Each process should appear to have full control over the filesystem. Otherwise, processes could detect each other via changes to files. (Implemented by the VM, and again by the container.) That means the application’s own configuration files should be isolation. But it also means the operating system configurations should be isolated.

Each process should have it’s own namespace for users. Otherwise they could detect each other via the user listing. (Implemented by the VM and again by containers.)

An aside about containers: a “container” process with it’s own view of a filesystem plus an isolated “namespace” for kernel objects. That means a process running in a container is really executing on the same underlying kernel as the host operating system. It’s just not allowed to see other processes. Add a virtual NIC and IP address to the container and it has the kind of isolation I’m talking about.

When we look at this stack of layers in terms of detection-prevention, the crucial need for strong patch hygiene becomes clear. Any hole in an underlying layer allows detections that should not be allowed. Since no layer really provides perfect isolation, we must treat a patch at any layer with the same priority as a ring 0 bug in the lowest level.

(I also wonder if mainframes still have something to offer here. I just don’t know enough about their operating systems to say one way or the other. But think about this: IBM had virtual machines in the 1960’s.)

What could we do to create an operating system that meets our needs today?

Elevate non-detectability to the primary design goal. There should be no call or action an isolated workload can perform that would reveal the presence or absence of other workload on the same system. That includes other instances of the same workload!
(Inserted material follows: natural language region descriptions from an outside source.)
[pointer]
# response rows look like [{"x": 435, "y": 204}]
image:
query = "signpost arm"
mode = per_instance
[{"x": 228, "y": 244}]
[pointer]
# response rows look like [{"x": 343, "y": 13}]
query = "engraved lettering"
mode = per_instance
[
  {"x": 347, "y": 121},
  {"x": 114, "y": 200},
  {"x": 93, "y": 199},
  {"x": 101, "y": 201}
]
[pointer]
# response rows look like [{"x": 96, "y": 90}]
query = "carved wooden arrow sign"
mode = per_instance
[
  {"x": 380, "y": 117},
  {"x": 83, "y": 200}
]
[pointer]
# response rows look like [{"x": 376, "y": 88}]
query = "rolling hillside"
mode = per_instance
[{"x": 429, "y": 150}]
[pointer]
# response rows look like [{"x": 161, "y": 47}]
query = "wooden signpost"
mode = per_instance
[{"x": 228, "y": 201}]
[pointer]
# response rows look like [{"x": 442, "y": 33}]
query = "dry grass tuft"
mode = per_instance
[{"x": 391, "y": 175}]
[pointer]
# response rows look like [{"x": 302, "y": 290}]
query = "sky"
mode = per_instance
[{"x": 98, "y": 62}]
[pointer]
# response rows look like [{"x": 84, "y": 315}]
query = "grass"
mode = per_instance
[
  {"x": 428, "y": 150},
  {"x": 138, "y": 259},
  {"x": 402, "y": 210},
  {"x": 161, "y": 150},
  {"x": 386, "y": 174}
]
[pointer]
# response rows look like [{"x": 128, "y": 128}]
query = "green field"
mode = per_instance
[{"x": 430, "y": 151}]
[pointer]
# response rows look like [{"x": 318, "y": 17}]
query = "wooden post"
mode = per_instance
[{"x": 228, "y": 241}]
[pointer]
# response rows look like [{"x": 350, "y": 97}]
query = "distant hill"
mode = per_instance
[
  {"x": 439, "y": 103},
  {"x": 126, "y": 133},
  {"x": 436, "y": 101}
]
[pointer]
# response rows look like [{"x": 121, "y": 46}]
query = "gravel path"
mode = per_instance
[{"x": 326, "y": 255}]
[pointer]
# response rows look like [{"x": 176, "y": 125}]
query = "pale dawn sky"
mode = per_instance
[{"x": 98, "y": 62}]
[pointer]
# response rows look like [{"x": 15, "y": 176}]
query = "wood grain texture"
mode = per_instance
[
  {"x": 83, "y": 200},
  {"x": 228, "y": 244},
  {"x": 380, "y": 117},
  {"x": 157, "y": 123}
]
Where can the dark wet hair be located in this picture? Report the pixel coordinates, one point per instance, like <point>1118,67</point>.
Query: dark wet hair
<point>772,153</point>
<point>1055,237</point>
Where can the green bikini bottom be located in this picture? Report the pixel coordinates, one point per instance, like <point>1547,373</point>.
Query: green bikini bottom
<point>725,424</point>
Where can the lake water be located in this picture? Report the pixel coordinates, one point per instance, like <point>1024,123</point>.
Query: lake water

A program can’t know what physical host it runs on. In a really extreme interpretation, programs can’t even be allowed to sample the clock too quickly, or else they could use timing attacks to detect other workloads!

Such non-detectability is not possible with Unix-style kernels. Likewise for Windows kernels. A microkernel like Mach might be able to achieve it, but Darwin as built would not. All of these embed the multi-user, multi-process, shared-filesystem model too deeply. Thus, the stack of virtualization and containerization.

There are some capability-based operating systems that offer promise. seL4 comes to mind.

I find unikernels interesting as a way of packaging applications. An operating system that aims toward true non-dectability might well use such a “super-fat binary” as a unikernel. It would carry the program text along with the expected filesystem. (A program binary today is mostly an image of the bytes that will go into memory for execution—called the text. There is some additional information about variable initialization and relinking symbols based on their actual load address.)

Functions as a service certainly step toward greater isolation. Each function execution might as well happen in a new operating system, as far as the function itself can tell.

It’s likely that this kind of operating system would have a very different notion of the “unit of workload” than a process. A process with threads is a compromise notion anyway. It allows the threads to share each other’s memory but assigns permissions, resources, and quotas for the collection of threads.

In a container, we get these levels of grouping:

  1. The container has a process space (meaning PIDs), IP address, sockets, file descriptors, file system, and user base. It has an overall quota on CPU, memory, and network usage.
  2. A process in the container has permissions of one user, resources, fine-grained quotas. It cannot see the memory of other processes in the container.
  3. Threads in a process share memory, but do not have their own permissions or quotas.

If we extend that to cover the VM, hypervisor, and host operating system, we get 6 levels of grouping but each level has a totally different model.

I don’t know what the design would look like if we aimed for a homogenous structure that allowed grouping or isolation at each level. It would probably look more like an Erlang supervision tree or seL4 style capability delegation. It would look very different from the Unix-derived systems we have now.